After decades of sluggish wage growth, workers, especially those at the bottom of the wage ladder, have enjoyed the biggest wage gains of a generation. Add to this record-low unemployment and we are lost in unprecedented pre-recession waters. Consumers seem to be ignoring rising interest rates and not curbing their spending. Supply is not keeping up with demand in the housing and auto industries.

Consumers are calmly looking to the future. Job security has been bolstered by recent wage increases, allowing them to ignore the headlines. Perhaps their willingness to spend is based not only on today’s economic environment, but also on their individual income expectations and future prospects.

Combining the willing consumer base with pent-up demand created by supply chain disruptions, it’s reasonable to expect that forecast indicators will be disrupted. The formally predictable impact of an inverted yield curve triggering a recession and ultimately stagnating auto sales may now be called into question.

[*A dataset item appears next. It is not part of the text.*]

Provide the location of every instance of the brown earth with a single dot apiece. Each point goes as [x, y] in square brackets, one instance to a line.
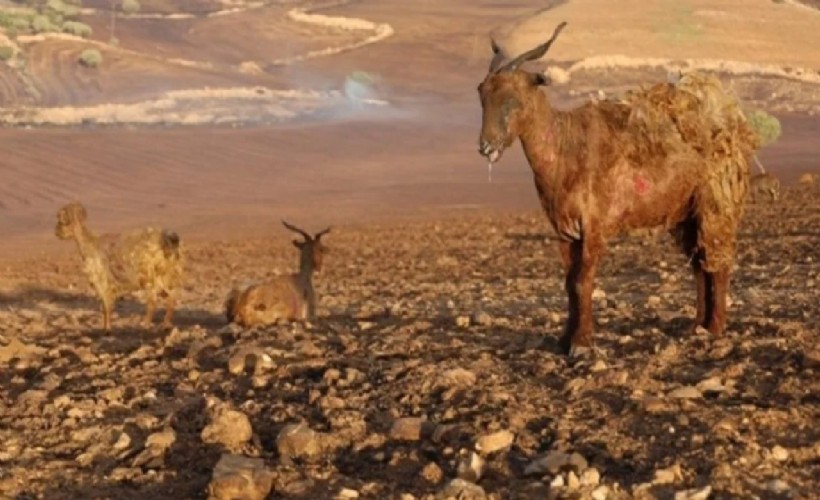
[441, 298]
[455, 321]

An interesting fact to consider when analyzing how stuck demand affects total sales is to recognize the correlation between total sales and total mileage. U.S. sales fell from over 17 million in 2019 to around 20 million. 13.6 million units in 2022, the number of miles covered in that period increased. In 2021, the number of miles driven will increase by more than 11% year-on-year, and by more than 5% in 2022, according to the Department of Transportation.

Looking ahead, I disagree with the negative sentiments of the mainstream theories about the automotive industry in 2023. Yes, we are experiencing an inverted yield curve. Yes, this reversal usually predicts a recession, and yes, a recession means lower car sales. Maybe not this time. Years from now, when economists are trying to explain the auto industry’s cycles and predict doom and gloom, 2023 will be an outlier. The reason, again, is the resilience and adaptability of US auto dealers.